The current consensus view is that transcription factor binding site prediction based on PWM sequence scans alone is not sufficiently predictive for most systems biology projects. PWM scans generate very high numbers of false positives and numerous overlapping hits. We have used several TFBS prediction algorithms, multi-species conservation information, data on DNase HS sites, and searches based on TFBS meta patterns to reduce the number of hits and increase the predictive power of TFBS predictions. On the basis of available ChIP-chip data, TFBS predictions available via IIDB appear to have a good chance of being confirmed experimentally. We therefore believe IIDB will make a useful contribution to the immunology research community.

Our database currently includes predicted binding sites on the promoters of over 2000 mouse macrophage and immune-specific genes.
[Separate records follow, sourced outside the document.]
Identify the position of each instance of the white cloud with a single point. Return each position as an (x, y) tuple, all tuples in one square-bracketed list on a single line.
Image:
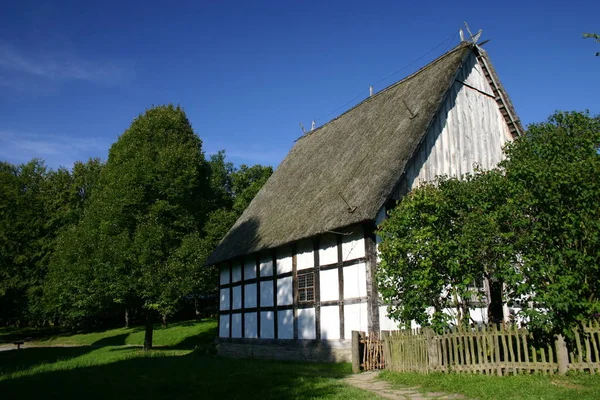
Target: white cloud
[(55, 150), (17, 65)]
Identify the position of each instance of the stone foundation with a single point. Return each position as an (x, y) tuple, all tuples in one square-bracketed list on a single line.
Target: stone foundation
[(293, 350)]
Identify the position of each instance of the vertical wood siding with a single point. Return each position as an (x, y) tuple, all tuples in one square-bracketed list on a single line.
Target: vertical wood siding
[(468, 131)]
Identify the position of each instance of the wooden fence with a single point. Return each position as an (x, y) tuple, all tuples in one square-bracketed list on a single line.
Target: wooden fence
[(492, 349)]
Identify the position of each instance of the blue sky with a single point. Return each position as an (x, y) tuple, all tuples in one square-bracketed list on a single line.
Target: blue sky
[(74, 74)]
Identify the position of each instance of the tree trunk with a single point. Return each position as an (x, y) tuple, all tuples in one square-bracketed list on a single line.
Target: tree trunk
[(149, 331), (196, 308)]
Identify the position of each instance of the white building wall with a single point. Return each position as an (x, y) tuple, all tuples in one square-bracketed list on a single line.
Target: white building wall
[(329, 289), (306, 323), (355, 281), (468, 130), (285, 324), (224, 326), (250, 325), (328, 249), (305, 258), (330, 322), (267, 325), (355, 319)]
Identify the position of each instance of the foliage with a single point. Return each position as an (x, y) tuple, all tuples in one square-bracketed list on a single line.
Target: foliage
[(113, 368), (531, 228), (438, 244), (594, 36), (554, 188)]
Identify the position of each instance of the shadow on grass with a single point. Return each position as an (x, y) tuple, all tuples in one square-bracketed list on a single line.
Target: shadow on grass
[(190, 376)]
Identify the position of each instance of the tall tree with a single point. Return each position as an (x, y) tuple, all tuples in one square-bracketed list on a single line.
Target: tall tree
[(552, 174), (153, 201)]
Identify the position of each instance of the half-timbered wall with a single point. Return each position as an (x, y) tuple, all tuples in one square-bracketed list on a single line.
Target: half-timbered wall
[(313, 289)]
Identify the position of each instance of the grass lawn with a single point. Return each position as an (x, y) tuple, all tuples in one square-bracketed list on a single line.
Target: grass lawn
[(482, 387), (184, 368)]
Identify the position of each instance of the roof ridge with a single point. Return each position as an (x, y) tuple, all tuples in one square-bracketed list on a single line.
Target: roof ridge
[(389, 87)]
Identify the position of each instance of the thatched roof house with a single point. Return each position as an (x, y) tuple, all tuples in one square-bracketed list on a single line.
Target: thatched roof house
[(310, 230)]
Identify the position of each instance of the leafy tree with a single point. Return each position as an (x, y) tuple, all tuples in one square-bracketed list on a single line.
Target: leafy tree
[(153, 201), (594, 36), (438, 245), (552, 174)]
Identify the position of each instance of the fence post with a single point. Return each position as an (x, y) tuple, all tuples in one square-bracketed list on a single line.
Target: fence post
[(432, 351), (356, 352), (562, 355)]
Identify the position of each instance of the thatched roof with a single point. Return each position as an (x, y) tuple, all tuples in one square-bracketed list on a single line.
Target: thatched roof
[(359, 156)]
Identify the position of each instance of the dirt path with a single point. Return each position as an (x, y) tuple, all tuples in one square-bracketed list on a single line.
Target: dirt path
[(368, 381)]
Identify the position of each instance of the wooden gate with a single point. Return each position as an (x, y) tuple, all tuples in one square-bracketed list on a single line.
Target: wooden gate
[(367, 352)]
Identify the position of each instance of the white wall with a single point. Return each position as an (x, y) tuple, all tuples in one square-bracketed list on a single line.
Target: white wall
[(224, 326), (224, 274), (327, 249), (236, 272), (469, 129), (250, 296), (306, 323), (266, 294), (267, 325), (236, 325), (285, 295), (355, 319), (285, 324), (284, 260), (266, 265), (224, 299), (249, 267), (304, 255), (329, 285), (330, 322), (237, 298), (353, 246), (355, 281), (250, 325)]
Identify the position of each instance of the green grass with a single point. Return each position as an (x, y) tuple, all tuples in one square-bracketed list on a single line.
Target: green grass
[(483, 387), (183, 369), (182, 334)]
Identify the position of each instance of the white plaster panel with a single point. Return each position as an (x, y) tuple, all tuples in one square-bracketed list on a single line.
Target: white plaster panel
[(285, 294), (250, 296), (237, 298), (327, 250), (385, 322), (267, 325), (250, 325), (306, 323), (266, 294), (355, 319), (355, 281), (330, 322), (305, 257), (284, 260), (236, 273), (224, 299), (266, 265), (236, 325), (224, 274), (353, 246), (330, 288), (224, 326), (249, 267), (285, 324)]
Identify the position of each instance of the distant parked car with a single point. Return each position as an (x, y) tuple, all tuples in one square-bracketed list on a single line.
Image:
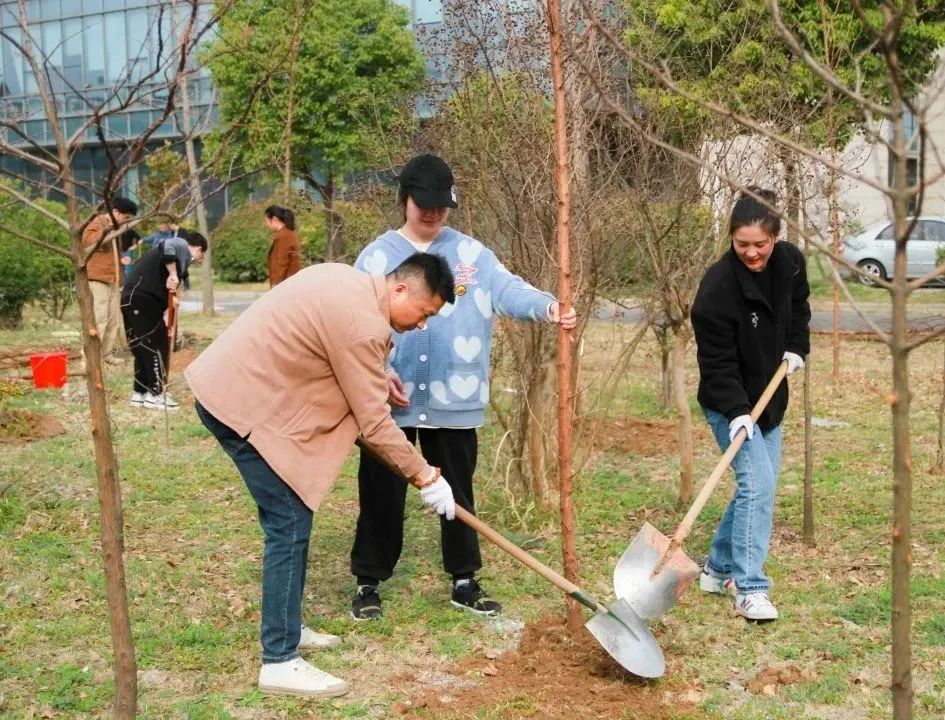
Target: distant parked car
[(873, 249)]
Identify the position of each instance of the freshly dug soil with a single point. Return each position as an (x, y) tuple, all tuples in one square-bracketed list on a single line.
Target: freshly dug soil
[(550, 676), (18, 425), (646, 438)]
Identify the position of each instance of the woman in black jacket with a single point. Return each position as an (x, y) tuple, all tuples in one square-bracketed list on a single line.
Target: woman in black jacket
[(751, 312)]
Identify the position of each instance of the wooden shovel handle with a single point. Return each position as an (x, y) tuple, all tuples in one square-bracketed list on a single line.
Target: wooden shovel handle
[(502, 542), (684, 528)]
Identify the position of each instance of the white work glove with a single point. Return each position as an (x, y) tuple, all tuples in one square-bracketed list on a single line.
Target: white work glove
[(439, 496), (742, 421), (795, 361)]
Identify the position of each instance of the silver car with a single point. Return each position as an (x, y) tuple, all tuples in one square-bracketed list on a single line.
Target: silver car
[(873, 249)]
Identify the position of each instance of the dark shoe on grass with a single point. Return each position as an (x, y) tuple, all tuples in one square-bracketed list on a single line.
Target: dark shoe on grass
[(366, 603), (468, 595)]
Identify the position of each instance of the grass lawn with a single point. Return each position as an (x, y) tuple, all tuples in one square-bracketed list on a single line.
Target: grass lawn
[(193, 560)]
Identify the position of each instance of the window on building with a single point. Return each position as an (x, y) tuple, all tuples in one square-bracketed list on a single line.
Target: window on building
[(427, 11), (94, 51), (116, 56)]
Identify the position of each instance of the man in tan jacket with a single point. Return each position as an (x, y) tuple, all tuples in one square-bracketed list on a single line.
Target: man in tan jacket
[(286, 389), (104, 272)]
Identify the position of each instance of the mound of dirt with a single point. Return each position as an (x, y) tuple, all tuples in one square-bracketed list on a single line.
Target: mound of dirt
[(647, 438), (550, 676), (18, 425)]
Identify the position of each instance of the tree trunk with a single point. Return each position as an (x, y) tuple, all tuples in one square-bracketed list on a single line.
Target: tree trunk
[(808, 523), (681, 398), (562, 231), (901, 620), (328, 196), (538, 396), (196, 189), (109, 501), (939, 468), (793, 190)]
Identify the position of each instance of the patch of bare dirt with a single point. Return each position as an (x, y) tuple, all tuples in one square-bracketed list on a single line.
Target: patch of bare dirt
[(770, 679), (18, 425), (641, 437), (183, 357), (551, 675)]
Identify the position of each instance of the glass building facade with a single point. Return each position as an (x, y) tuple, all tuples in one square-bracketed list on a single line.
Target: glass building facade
[(93, 51)]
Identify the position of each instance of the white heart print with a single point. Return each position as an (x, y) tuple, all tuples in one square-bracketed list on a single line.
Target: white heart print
[(468, 251), (483, 302), (376, 263), (467, 348), (438, 391), (464, 387), (447, 309)]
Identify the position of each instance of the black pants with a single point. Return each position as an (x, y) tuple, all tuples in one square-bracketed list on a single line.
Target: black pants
[(379, 536), (147, 340)]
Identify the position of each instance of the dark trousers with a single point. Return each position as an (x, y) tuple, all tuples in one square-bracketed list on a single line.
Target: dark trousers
[(147, 339), (287, 526), (379, 536)]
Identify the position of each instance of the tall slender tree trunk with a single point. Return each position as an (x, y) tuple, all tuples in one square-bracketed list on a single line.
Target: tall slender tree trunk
[(939, 468), (109, 503), (196, 189), (901, 621), (563, 233), (681, 397)]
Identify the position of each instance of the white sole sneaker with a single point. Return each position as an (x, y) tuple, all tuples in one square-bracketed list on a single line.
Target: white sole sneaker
[(311, 640), (756, 607), (715, 585), (298, 677)]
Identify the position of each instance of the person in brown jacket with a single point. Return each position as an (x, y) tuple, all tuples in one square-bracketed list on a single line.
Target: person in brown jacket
[(286, 389), (105, 273), (285, 253)]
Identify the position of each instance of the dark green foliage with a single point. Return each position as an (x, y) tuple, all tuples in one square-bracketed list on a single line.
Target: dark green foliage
[(28, 272)]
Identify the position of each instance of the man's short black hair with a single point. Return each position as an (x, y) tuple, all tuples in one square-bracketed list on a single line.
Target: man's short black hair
[(432, 269), (193, 238), (122, 204)]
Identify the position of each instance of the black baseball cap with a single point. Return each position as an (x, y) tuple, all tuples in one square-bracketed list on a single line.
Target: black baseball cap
[(429, 181)]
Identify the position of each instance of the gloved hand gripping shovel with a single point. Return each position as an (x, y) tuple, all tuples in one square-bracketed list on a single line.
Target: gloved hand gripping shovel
[(616, 627), (654, 571)]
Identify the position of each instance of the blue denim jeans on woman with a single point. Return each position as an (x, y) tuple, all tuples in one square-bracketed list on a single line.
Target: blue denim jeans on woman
[(741, 541), (287, 525)]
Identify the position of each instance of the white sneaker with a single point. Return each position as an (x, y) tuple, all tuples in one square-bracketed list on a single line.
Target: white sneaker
[(312, 640), (160, 402), (297, 677), (755, 606), (717, 586)]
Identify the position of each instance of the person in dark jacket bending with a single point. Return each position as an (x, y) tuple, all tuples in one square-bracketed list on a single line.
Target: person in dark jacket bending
[(751, 312), (144, 299)]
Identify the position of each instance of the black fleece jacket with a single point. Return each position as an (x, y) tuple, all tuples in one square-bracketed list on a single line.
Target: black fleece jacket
[(741, 339)]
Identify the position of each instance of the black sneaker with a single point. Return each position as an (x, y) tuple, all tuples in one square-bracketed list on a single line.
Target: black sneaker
[(469, 596), (366, 604)]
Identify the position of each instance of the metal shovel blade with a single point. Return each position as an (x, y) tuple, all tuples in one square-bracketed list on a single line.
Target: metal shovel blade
[(627, 639), (652, 595)]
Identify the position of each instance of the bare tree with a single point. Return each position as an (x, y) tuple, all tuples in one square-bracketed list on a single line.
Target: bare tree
[(884, 119), (154, 83)]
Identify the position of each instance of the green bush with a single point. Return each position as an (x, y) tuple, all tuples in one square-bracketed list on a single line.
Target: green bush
[(241, 241), (29, 272)]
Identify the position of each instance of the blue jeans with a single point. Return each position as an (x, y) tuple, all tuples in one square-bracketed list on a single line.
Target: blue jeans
[(287, 525), (741, 541)]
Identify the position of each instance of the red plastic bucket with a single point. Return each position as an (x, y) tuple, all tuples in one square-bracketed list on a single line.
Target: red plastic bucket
[(49, 369)]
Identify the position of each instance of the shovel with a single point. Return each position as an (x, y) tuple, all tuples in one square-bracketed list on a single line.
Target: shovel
[(654, 571), (619, 630)]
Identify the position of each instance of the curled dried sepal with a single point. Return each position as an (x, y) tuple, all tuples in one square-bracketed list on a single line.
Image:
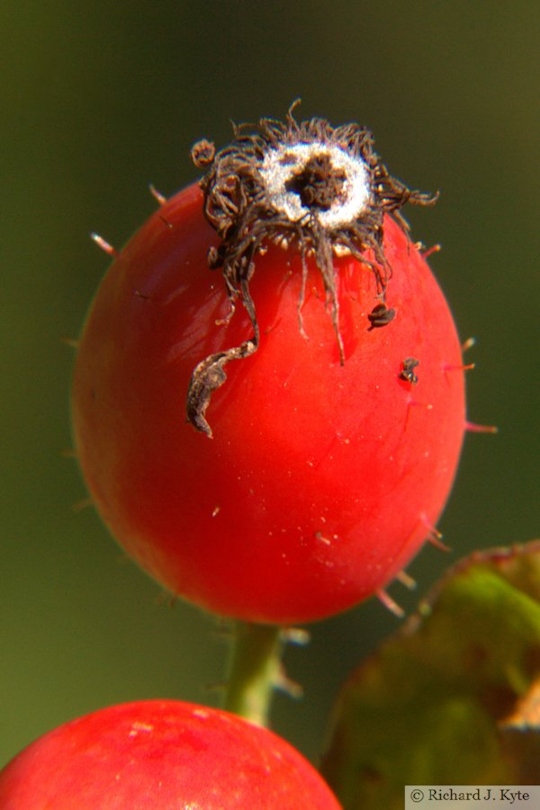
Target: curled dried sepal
[(306, 184)]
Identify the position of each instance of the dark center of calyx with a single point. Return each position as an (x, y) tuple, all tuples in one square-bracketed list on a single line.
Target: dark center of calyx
[(319, 185)]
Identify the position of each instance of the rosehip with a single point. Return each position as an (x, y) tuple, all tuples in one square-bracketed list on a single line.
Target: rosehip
[(333, 392), (160, 755)]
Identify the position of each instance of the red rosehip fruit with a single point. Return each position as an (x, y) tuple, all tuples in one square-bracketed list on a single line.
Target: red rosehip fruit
[(333, 393), (160, 755)]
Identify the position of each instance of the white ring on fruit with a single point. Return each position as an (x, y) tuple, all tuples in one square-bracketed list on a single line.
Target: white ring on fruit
[(281, 165)]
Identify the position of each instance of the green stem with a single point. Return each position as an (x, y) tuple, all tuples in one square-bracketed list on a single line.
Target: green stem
[(254, 671)]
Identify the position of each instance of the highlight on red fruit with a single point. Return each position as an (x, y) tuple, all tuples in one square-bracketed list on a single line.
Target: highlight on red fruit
[(160, 755), (268, 399)]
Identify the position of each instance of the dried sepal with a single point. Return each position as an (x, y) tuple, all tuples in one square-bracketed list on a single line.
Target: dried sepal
[(304, 184)]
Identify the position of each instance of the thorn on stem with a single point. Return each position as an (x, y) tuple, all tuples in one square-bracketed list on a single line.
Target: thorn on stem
[(104, 245)]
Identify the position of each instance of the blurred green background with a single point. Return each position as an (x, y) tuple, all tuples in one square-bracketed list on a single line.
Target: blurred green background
[(99, 99)]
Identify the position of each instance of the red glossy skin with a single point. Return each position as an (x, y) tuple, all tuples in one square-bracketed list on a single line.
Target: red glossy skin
[(322, 479), (161, 755)]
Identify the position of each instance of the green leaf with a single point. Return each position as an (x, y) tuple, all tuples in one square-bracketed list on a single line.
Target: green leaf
[(454, 697)]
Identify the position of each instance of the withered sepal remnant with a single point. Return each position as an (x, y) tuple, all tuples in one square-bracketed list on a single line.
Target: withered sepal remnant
[(307, 185)]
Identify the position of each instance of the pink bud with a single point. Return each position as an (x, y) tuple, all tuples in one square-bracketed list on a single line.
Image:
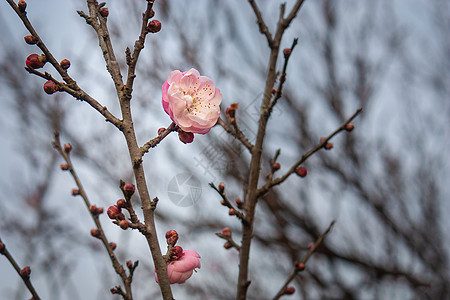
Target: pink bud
[(95, 233), (301, 171), (289, 290), (113, 246), (128, 190), (349, 127), (124, 224), (171, 237), (30, 40), (161, 130), (113, 212), (65, 64), (25, 272), (226, 231), (22, 6), (104, 12), (35, 61), (154, 26), (50, 87), (67, 148), (239, 203), (185, 137)]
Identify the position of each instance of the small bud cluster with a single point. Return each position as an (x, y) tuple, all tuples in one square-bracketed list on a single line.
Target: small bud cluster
[(22, 6), (30, 39), (95, 211), (25, 272), (154, 26), (327, 145), (185, 137), (35, 61), (171, 237)]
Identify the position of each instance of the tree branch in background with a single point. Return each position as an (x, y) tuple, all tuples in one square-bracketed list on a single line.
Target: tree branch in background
[(94, 212), (300, 266), (23, 273)]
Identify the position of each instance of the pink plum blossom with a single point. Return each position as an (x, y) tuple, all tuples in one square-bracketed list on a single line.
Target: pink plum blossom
[(182, 269), (192, 101)]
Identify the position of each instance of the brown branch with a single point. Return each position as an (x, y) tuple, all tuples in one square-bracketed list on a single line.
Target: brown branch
[(74, 89), (25, 277), (262, 25), (227, 203), (230, 240), (155, 141), (237, 133), (264, 189), (100, 233), (282, 77), (252, 192), (300, 266), (138, 46)]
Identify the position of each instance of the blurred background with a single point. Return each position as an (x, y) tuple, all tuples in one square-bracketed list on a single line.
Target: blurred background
[(385, 183)]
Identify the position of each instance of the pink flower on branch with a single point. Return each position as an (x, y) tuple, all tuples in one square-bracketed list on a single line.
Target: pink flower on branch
[(182, 268), (192, 101)]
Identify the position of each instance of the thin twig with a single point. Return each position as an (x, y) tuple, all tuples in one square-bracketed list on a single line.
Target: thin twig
[(237, 133), (300, 266), (227, 203), (155, 141), (101, 235), (282, 77), (26, 279), (264, 189)]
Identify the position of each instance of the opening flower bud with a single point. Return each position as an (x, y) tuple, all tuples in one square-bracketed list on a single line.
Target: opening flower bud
[(113, 246), (113, 212), (67, 148), (121, 203), (226, 231), (95, 232), (301, 171), (154, 26), (22, 6), (289, 290), (30, 40), (50, 87), (35, 61), (124, 224), (128, 190), (65, 64), (25, 272), (104, 12), (161, 130), (221, 187), (185, 137), (171, 237)]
Results from IIDB analyses of new genes, or new analyses of existing IIDB genes, can be automatically integrated into IIDB following curation. IIDB will grow with time and usage. We have customized a web-based genome browser to simultaneously display multiple genes with multiple annotations and TFBS predictions. Thus, IIDB can be used by researchers without specific computational expertise to develop novel gene regulatory hypotheses.

Availability and requirements

Project name: Innate Immune Database (IIBD).

Project home page: http://db.systemsbiology.net/IIDB

Operating system(s): Platform independent.

Programming languages: Perl/CGI, Java, MySQL.

Licence: free open-access to database via web-interface.

Restrictions to use by non-academics: none.